Buradan bir başka doğa harikası Sultan Sazlığı’na geçiyoruz. Özellikle kuş gözlemcilerinin sık sık ziyaret ettiği sazlık büyük bir alana yayılmış durumda. Fotoğraf tutkunları için çok uygunbir ortam. Sazlıkta yer alan 2.5 kilometre uzunluğundaki ahşap yol kuş gözlemi için kullanılıyor. Sazlığın yaklaşık 300 kuş türüne ev sahipliği yaptığını öğreniyoruz.

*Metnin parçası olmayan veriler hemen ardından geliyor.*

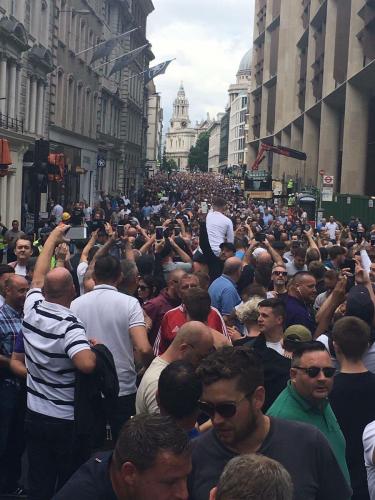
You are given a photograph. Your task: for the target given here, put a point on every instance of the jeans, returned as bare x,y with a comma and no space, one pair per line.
50,451
12,411
120,413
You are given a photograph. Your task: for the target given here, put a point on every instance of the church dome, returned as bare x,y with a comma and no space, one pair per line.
245,64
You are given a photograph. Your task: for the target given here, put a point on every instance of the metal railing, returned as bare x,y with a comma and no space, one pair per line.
10,123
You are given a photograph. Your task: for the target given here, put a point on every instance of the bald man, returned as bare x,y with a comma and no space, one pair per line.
223,291
11,418
192,343
54,339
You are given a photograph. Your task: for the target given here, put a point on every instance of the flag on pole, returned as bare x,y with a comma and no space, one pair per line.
104,49
160,69
126,59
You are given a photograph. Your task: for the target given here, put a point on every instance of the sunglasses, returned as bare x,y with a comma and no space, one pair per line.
314,371
225,410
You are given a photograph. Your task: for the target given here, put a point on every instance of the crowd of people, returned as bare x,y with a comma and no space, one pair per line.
196,344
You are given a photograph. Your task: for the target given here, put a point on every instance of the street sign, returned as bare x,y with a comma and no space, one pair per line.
328,180
327,194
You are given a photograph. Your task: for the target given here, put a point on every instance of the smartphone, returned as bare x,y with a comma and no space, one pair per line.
120,230
204,207
77,233
260,237
159,233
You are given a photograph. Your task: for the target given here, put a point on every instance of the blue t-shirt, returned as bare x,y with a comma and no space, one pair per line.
224,295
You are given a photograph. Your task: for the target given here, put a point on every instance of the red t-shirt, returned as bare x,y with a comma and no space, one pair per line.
174,319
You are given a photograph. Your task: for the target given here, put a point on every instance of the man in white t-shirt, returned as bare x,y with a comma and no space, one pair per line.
57,212
118,320
219,227
332,227
23,251
192,343
369,453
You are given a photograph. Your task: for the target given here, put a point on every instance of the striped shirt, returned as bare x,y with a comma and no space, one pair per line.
52,336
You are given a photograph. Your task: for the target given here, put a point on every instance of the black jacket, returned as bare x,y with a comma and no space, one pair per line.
94,395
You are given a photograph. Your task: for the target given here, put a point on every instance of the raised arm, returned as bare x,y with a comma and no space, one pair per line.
43,262
88,247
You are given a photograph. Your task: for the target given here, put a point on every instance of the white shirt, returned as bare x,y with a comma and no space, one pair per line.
368,447
108,315
219,229
52,337
276,346
81,271
332,227
20,270
146,393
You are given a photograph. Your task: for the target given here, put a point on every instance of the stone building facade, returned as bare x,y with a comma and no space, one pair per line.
313,89
50,89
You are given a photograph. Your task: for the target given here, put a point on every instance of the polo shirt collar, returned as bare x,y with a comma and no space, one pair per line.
304,403
11,311
105,287
229,279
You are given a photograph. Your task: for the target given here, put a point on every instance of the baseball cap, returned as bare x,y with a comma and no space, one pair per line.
359,304
298,333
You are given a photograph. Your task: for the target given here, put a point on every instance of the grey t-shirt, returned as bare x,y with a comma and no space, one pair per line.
300,448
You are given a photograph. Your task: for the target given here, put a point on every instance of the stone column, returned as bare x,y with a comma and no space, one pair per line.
329,141
3,84
354,161
311,148
12,90
4,205
33,96
40,115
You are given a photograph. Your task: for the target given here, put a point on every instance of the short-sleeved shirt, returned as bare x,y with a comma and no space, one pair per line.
10,329
146,394
90,482
52,335
300,448
175,318
224,295
292,406
108,315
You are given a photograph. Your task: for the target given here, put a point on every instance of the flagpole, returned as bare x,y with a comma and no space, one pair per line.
106,41
122,55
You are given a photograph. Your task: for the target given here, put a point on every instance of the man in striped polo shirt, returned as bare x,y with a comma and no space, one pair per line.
55,346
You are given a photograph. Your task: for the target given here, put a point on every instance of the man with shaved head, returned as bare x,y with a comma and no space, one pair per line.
223,291
55,347
192,343
11,424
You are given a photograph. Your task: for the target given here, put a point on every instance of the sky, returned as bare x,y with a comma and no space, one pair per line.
208,39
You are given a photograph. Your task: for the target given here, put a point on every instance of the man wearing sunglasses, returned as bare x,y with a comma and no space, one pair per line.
279,280
233,396
305,399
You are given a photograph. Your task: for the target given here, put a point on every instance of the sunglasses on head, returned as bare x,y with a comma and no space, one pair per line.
225,410
314,371
143,287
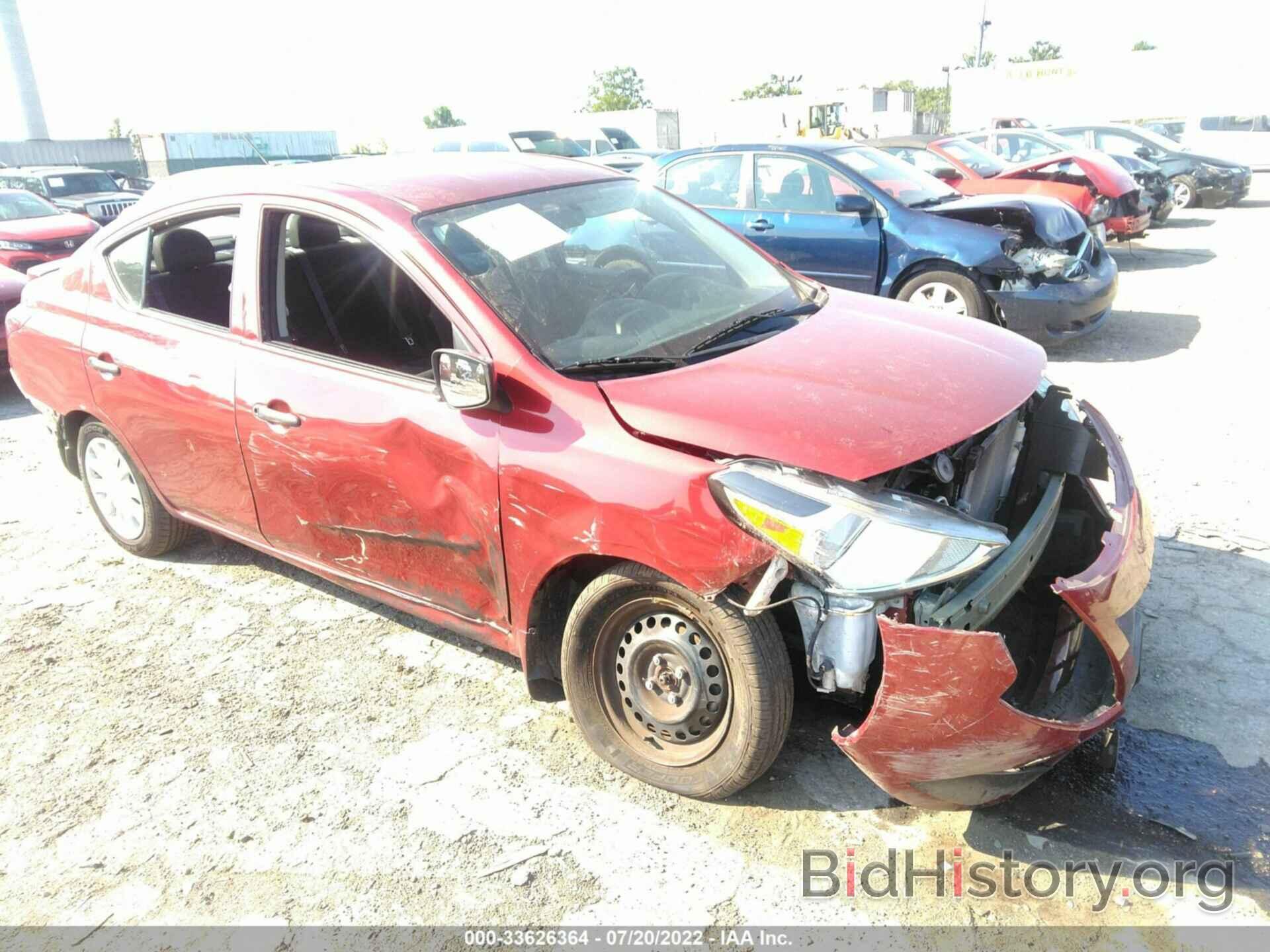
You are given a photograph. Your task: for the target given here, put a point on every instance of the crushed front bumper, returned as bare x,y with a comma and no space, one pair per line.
939,734
1050,313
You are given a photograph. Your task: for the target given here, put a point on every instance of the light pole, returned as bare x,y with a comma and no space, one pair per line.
984,28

Sazlıklar bölge halkı için ciddi bir gelir kaynağı durumunda. Geldiğimiz bölümde erkek işçiler, sazlıkları kesiyor. Kış aylarında buzlanan alanda evine ekmek götürmek için tehlikeli bir iş yapıyorlar. Birçok işçi çocukluğundan itibaren burada çalışmaya başlayıp hayatını sürdürüyor. Deste haline getirilen kamışlar ertesi gün gideceğimiz Sindelhöyük’teki toplama alanlarına götürülüyor. Sağlıklı ve dayanıklı olan sazlıklar burada ABD ve Avrupa’ya ihraç ediliyor, bungalovların çatılarının yapımında kullanılıyor.
3. GÜN
Kısa ama dolu dolu geçen seyahatimizin son gününe uyanıyoruz. Erciyes’in eteklerinde yer alan Çarıklı mezrasında az sayıda insan yaşıyor ve hayatlarını küçükbaş hayvancılıkla sürdürüyorlar. Ortam adeta film çekimi için kurulmuş bir plato gibi. Sanki dünya büyük bir felakete uğramış da dağın başında medeniyetten uzak bir bölgede yalnız kalmışız gibi hissediyorum.

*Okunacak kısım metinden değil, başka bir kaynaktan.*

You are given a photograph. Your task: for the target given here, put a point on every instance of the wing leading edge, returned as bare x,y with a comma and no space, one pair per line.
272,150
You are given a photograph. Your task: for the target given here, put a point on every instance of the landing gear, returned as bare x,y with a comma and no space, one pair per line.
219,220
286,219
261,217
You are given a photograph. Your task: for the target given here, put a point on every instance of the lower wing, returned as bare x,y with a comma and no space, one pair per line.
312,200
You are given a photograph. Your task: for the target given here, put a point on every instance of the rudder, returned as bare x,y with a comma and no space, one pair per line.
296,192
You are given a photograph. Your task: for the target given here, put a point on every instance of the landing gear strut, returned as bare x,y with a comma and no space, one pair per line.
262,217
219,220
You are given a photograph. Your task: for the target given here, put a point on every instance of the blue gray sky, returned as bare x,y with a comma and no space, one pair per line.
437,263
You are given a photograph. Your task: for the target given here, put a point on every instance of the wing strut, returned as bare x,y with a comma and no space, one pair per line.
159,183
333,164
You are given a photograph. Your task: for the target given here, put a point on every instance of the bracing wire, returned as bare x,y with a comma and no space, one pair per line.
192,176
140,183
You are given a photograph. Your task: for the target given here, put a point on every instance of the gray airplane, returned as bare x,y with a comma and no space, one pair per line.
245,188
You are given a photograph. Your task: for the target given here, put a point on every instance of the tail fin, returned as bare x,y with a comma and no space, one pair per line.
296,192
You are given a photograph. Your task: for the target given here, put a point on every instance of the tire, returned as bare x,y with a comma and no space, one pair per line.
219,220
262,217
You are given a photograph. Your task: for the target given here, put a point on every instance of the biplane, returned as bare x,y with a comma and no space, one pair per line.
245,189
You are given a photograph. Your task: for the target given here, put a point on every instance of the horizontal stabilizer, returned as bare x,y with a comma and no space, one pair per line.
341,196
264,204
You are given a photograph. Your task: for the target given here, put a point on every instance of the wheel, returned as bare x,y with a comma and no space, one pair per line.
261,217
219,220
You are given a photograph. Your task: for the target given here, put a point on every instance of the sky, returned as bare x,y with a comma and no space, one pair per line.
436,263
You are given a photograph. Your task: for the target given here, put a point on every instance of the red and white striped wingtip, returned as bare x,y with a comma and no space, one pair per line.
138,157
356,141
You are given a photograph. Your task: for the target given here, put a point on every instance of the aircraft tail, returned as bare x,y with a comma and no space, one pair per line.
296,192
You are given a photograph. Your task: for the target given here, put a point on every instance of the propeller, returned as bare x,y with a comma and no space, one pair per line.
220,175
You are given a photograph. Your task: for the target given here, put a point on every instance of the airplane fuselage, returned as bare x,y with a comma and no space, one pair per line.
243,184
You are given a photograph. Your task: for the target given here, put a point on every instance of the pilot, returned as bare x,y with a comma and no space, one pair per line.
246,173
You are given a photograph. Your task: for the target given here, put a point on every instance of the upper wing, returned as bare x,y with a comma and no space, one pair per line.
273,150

Fotoğrafçılar burayı sık sık ziyaret ediyor. Mezrada yaşayan çocuklar bu duruma alışmış, bizimle sohbet edip bize model gibi poz veriyorlar. Hayata yeni gözlerini açmış kuzular, annelerinin yanından ayrılmıyor; sürüler besleniyor; biz de onları fotoğraflıyoruz.
Dün gittiğimiz Sultan Sazlığı’nın diğer kısmında kamış işçilerinin çalıştığı yere rotamızı kırıyoruz. Sindelhöyük’te yer alan çalışma alanında kadın işçiler emek veriyor, kamışları balyalayıp yurt dışına göndermeye hazır hale getiriyorlar. Bir işçi günde ortalama 200 balya yapıp yaklaşık 50 TL kazanıyor. Balyaların birleştirilmesiyle her yerde kızılderili evlerine benzer yapılar oluşuyor.

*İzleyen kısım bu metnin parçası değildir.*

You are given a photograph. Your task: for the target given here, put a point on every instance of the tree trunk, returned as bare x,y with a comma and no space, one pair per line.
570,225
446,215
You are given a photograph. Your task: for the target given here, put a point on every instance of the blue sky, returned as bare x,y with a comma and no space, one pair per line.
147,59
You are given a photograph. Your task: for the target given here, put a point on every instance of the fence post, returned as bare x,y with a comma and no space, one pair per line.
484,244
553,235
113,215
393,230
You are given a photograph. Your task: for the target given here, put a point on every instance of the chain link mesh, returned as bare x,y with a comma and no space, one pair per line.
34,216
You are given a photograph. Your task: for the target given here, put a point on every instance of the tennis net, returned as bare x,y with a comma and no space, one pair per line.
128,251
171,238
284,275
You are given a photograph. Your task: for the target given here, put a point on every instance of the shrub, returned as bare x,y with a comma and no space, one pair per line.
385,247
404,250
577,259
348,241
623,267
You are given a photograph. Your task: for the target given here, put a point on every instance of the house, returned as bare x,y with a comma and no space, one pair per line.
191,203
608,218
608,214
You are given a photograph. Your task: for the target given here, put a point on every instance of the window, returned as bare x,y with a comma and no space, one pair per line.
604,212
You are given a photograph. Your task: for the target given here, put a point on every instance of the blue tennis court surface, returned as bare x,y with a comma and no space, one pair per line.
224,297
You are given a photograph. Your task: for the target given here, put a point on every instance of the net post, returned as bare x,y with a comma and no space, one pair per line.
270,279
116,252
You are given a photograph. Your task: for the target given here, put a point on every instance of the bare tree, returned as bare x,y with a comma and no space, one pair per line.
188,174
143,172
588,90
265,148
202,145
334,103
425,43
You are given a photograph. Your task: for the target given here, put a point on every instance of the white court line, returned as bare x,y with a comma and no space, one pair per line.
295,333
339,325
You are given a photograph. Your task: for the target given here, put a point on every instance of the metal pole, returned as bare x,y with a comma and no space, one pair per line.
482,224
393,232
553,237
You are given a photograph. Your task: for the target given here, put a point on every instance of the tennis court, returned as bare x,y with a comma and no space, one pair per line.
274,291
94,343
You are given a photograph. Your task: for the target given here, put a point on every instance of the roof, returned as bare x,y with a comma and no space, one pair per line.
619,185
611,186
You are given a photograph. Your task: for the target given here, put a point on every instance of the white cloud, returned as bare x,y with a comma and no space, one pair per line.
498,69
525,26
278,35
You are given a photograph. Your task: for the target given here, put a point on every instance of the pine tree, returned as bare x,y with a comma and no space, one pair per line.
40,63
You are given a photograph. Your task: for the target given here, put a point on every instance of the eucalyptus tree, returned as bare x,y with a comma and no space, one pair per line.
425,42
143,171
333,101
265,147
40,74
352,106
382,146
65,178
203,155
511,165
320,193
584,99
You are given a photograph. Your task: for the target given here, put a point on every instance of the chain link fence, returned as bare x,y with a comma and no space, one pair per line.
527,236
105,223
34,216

Ve gezimizdeki son durağımıza geliyoruz: Erciyes Kayak Merkezi. Burada beklemediğim bir manzarayla karşılaşıyorum, belediyenin tesislerinde her kesimden yüzlerce insan karın keyfini çıkarıyor. Türkiye’de yaşamasam ‘Bu ülke kayak sporunda zirvededir’ diye düşünürdüm ancak maalasef gerçekler böyle değil. İnsanlar burayı daha çok piknik gibi bir haftasonu aktivitesi olarak görüyor. Bölgede iyi eğitimcilerle, insanların hevesi birleştirilirse kayakta çok başarılı sporcular çıkarmamız işten bile değil.
Yetkililer buranın Türkiye’deki en güvenli kayak alanı olduğunu söylüyor. 34 farklı kayak pisti var, 25 kişilik pist ekibi güvenliği sağlıyor. Teleferik hattıyla tepeye çıkabiliyorsunuz. 13 tane teleferik, 3 adet de yürüyüş bandı hizmet veriyor. Belediyenin tesisleri dışında otellerin de kendi kayak alanları bulunuyor. Kayakseverler için İstanbul’dan 1,5 saatlik uçak ve 1 saatlik araba yolculuğu yaparak buraya ulaşmak mümkün. Ekipman kiralayıp, karların üstünde keyifi bir gün geçirebiliyorsunuz.
Erciyes’i de gördükten sonra havaalanına dönüp İstanbul’a dönüyoruz. Her geziden sonra değiştiğimi, geliştiğimi hissederim, bu 3 gün de bana Anadolu’ya hak ettiği değeri göstermem gerektiğini öğretiyor.